The most common mistake right now is treating GEO as a one-time tune-up. Visibility in AI behaves more like fitness than a facelift; it’s built through repetition. Here are four actionable steps your organization can take to remain ahead of the AI curve and continue building trust that lasts.   

  1. Clarify your lane. Articulate the few topics where your expertise is earned and energized, and codify a crisp bio that repeats across your site, contributor pages, and conference profiles. This establishes the stable “identity layer” that models look to confirm. Then sanity-check your first impression: run the name search and a handful of likely prompts in leading AI tools. What sources do the answers cite? Which facts are missing or inconsistent? Those clues reveal which outlets and pages deserve attention next. 
  2. Publish for reuse. On owned channels, write pieces that answer real questions your audience actually asks, using clean headlines and plain language that makes quotes and steps easy to lift. Share the “why” behind your ideas on rented channels and invite dialogue. When you earn opportunities to share your expertise with media, lean into specifics: short how-to steps, a single number that reframes the problem, or a case study that teaches rather than sells. Over time, these details appear in AI answers because they are useful, not optimized. 
  3. Keep the flywheel moving. After each placement, recap it on your site so there’s a single, current place where models (and people) can verify what you said and where. Aim for steady, sustainable momentum. A few meaningful mentions each quarter beats a spiky launch every time you want to be heard. And don’t overlook smaller signals: conference bios, partner pages, and quality directories are part of the strategic evidence trail. 
  4. Measure like a communicator, not a link-farmer. Track whether AI tools are naming you, which sources recur in their citations, and whether editors from those outlets engage with your ideas. Tools can help, but a simple monthly check of the prompts that matter will tell you whether you’re becoming part of the answers that matter.
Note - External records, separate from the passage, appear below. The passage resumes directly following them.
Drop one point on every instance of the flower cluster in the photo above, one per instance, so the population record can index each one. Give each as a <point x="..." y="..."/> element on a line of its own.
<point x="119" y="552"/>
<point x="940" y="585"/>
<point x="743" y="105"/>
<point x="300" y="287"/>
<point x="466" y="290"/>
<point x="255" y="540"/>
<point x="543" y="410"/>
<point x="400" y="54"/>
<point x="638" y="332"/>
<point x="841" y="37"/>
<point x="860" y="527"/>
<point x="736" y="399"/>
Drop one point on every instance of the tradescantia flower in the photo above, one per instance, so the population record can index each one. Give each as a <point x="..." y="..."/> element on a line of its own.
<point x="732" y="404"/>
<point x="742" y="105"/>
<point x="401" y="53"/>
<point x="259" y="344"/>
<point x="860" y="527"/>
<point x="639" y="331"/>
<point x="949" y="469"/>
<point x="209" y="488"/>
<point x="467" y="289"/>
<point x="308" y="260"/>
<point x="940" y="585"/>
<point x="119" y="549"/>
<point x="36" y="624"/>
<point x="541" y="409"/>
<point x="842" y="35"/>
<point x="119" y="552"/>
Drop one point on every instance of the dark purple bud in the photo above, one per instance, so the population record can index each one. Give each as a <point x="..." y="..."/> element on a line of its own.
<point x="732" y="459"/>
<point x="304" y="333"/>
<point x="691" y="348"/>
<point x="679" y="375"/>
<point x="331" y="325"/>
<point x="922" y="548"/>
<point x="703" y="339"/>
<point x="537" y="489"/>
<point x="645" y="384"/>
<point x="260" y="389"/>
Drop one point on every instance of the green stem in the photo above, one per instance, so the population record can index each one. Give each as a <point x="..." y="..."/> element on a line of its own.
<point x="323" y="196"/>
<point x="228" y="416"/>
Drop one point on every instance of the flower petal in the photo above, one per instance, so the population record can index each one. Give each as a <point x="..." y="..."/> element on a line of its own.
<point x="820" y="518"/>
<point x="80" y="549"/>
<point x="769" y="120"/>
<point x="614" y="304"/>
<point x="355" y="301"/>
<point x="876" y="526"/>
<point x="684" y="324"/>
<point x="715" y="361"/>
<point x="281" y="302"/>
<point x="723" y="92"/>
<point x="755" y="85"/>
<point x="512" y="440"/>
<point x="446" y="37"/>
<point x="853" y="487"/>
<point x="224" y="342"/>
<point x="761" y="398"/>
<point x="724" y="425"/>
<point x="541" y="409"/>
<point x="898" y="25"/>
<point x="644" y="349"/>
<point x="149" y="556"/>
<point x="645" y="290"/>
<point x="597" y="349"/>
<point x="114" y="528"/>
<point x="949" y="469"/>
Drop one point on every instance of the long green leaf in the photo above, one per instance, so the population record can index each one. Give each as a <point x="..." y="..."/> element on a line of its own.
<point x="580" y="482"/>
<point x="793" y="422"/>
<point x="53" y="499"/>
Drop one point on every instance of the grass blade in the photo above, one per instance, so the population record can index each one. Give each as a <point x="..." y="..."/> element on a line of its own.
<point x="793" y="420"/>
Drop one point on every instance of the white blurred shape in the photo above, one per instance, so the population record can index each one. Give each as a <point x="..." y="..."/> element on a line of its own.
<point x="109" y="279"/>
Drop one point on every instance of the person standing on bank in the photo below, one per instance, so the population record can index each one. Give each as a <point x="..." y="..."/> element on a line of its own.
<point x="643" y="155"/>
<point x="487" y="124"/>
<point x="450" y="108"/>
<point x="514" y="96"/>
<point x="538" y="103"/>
And adjust your strategy accordingly by doubling down on outlets AI already trusts in your niche, and refresh the proof center with each new byline or interview. 
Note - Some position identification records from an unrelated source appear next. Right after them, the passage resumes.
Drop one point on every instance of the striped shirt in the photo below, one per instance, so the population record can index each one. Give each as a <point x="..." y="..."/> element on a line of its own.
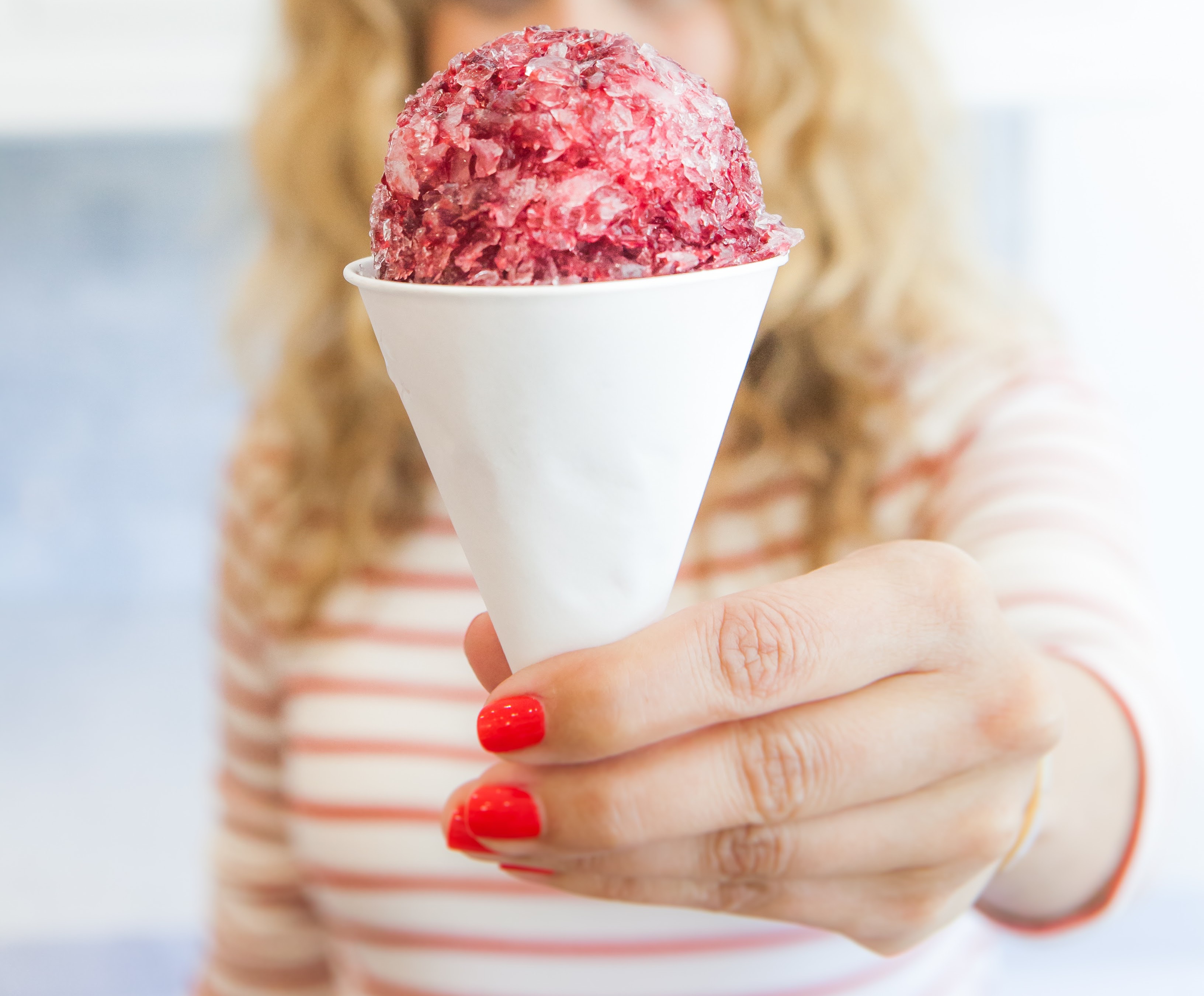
<point x="341" y="747"/>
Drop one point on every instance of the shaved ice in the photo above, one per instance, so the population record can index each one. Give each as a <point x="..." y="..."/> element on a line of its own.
<point x="564" y="157"/>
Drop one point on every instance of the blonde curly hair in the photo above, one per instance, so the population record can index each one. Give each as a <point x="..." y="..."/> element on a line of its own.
<point x="848" y="126"/>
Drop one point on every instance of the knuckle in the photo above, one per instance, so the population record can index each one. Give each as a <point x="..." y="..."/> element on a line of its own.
<point x="916" y="909"/>
<point x="740" y="898"/>
<point x="764" y="646"/>
<point x="989" y="835"/>
<point x="778" y="766"/>
<point x="604" y="818"/>
<point x="750" y="852"/>
<point x="1024" y="715"/>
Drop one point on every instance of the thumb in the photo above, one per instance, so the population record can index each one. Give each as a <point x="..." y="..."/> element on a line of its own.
<point x="485" y="653"/>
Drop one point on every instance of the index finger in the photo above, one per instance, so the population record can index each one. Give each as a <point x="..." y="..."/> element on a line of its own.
<point x="825" y="634"/>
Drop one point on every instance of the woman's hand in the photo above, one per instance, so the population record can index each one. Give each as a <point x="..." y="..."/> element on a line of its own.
<point x="853" y="750"/>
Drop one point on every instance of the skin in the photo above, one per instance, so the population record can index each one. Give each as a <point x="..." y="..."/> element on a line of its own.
<point x="785" y="754"/>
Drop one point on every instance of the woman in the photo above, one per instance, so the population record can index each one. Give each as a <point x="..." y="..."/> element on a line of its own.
<point x="804" y="769"/>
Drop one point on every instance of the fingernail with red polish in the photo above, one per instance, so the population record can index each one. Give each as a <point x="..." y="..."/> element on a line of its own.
<point x="459" y="839"/>
<point x="527" y="869"/>
<point x="503" y="812"/>
<point x="511" y="724"/>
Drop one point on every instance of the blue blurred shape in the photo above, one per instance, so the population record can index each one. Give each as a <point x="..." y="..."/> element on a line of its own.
<point x="131" y="968"/>
<point x="116" y="266"/>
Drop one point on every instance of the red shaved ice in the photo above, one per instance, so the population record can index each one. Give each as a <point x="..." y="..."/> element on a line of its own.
<point x="560" y="157"/>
The mindset shift that wins 

For years, visibility could be purchased. Turn on the ads and the clicks would follow, and turn them off to watch them vanish. AI-era visibility compounds differently by accruing to the leaders and brands who build dense, public evidence that they are who they say they are and do what they say they do. You don’t need to outshout competitors; you need to out-credential them patiently, publicly, and across the sources humans and algorithms both recognize. 

That’s the heart of strategic influence. It isn’t about ego or virality, but service at scale that teaches, clarifies, and contributes in ways that help people confidently move forward. Done consistently across earned, rented, and owned channels, this approach not only trains the model; it also trains the market to trust you. And in a time when trust is scarce, that is the most durable form of discoverability you can build.